Tuesday, November 27, 2012

Diversity? We don't need no stinking diversity!

So much for diversity and equality, as justice Ginsberg thinks that an all female supreme court should become the rule and goal. Really? But what about diversity and equality and fairness? and all those other egalitarian, secular, humanist representations of how things ought to be in a perfectly balanced and fair world?

I guess that all goes out the window once they feel they have the upper hand. You can count on it. Liberals are predictable. You cannot trust them, you cannot bargain with them, you cannot reach consensus with them and you definitely can never assume that simply because they have attained a stated goal that they are content with their victory.

No..... they will continue to come after every vestige of anything that opposes their absolutist philosophies.

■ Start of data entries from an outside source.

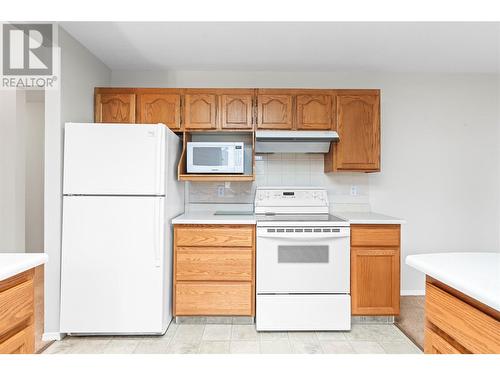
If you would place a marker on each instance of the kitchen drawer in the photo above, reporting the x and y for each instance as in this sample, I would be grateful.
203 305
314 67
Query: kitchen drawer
214 235
20 343
375 235
473 329
213 264
16 306
213 298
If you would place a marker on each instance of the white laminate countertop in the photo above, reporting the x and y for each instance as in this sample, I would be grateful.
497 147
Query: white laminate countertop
368 218
474 274
209 217
13 263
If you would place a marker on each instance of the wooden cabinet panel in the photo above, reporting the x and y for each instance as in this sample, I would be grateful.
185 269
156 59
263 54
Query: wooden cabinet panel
462 322
375 235
237 111
213 298
435 344
214 270
314 112
358 126
200 111
375 281
17 332
16 306
115 108
20 343
214 264
159 108
274 112
214 235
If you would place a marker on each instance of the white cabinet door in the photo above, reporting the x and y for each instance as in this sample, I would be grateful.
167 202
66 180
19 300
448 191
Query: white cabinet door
114 159
113 265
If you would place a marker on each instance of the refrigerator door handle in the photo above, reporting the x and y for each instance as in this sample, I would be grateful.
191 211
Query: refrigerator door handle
157 236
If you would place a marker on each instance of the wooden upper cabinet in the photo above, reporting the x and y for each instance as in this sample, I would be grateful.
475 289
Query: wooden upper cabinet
274 112
358 126
159 108
115 108
314 112
200 111
236 112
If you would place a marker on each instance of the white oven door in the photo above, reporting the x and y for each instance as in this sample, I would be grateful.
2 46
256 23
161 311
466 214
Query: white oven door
289 261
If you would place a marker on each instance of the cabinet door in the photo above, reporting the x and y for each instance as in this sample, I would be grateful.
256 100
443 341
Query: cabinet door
160 108
20 343
200 111
114 108
213 298
314 112
236 111
435 344
274 112
358 126
374 281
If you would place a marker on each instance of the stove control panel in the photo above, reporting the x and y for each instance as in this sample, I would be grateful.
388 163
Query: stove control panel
291 198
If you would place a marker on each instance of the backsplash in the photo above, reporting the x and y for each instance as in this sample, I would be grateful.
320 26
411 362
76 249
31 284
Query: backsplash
286 170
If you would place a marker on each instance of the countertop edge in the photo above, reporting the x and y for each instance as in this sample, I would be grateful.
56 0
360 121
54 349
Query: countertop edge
211 219
23 265
413 261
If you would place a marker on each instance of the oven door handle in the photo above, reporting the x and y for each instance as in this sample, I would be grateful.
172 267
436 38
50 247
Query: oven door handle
304 236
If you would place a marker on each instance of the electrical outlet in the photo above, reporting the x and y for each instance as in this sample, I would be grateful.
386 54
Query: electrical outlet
354 190
220 191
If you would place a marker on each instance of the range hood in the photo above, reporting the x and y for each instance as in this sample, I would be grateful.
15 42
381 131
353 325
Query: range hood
300 141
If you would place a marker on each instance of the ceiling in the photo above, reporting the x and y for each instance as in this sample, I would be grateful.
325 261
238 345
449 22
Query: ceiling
351 47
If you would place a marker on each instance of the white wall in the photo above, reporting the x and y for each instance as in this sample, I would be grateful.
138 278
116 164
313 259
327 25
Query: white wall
34 136
80 73
21 171
440 158
11 175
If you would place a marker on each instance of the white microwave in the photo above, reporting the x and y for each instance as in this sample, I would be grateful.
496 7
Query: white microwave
215 157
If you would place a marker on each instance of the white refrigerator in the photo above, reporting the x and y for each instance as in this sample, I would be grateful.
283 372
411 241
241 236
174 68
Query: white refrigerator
120 192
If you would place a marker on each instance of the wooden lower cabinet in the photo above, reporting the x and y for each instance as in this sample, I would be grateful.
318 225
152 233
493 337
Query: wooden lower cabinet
21 342
456 323
17 314
375 269
214 270
213 298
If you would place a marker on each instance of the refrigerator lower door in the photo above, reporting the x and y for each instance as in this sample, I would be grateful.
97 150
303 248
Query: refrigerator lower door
100 159
113 265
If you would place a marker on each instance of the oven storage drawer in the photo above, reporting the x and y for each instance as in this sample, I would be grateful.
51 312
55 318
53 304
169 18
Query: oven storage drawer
303 312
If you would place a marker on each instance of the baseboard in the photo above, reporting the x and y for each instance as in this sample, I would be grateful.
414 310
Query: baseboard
51 336
413 292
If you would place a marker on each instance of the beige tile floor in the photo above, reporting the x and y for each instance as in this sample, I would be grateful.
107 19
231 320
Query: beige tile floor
227 338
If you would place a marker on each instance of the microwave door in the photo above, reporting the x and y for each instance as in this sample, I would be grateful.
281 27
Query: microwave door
208 159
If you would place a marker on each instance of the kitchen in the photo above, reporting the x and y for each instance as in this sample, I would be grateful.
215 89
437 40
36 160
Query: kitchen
260 211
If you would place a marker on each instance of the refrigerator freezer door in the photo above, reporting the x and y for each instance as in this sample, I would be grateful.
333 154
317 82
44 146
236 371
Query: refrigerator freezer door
113 254
114 159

Interesting really, the very people who scream the loudest about fairness and equality, are in reality those quickest to assert their absolutely right of control over any issue and discriminate against all who oppose them.

The really sad part of this discussion, is that this country just re-elected a president who will now have the ability to skew the supreme court toward absolute liberalism and socialism. The only saving grace to that reality is that neither that court nor this nation will long survive the socialist gerrymandering that is now absolutely certain.

 Justice Ruth Bader Ginsburg attends California first lady Maria Shriver's annual Women's Conference 2010 on Oct. 26, 2010 at the Long Beach Convention Center in Long Beach, Calif. (credit: Kevork Djansezian/Getty Images)
Justice Ruth Bader Ginsburg hopes to see an all-female Supreme Court one day.

Ginsburg made the comment during a 10th Circuit Bench & Bar Conference at the University of Colorado in Boulder, according to CNS News.

“Now the perception is, yes, women are here to stay,” Ginsburg told the conference. “And when I’m sometimes asked when will there be enough and I say when there are nine, people are shocked.”

Ginsburg said that no one has “ever raised a question” when nine men were serving on the bench.

Ginsburg added that she felt “lonely” on the bench when she was the only woman on the Supreme Court after Sandra Day O’Connor retired.

“It was the wrong perception for people to see just a little woman and eight larger men,” Ginsburg told the crowd. “But now if you come to the court, we are all over the bench.”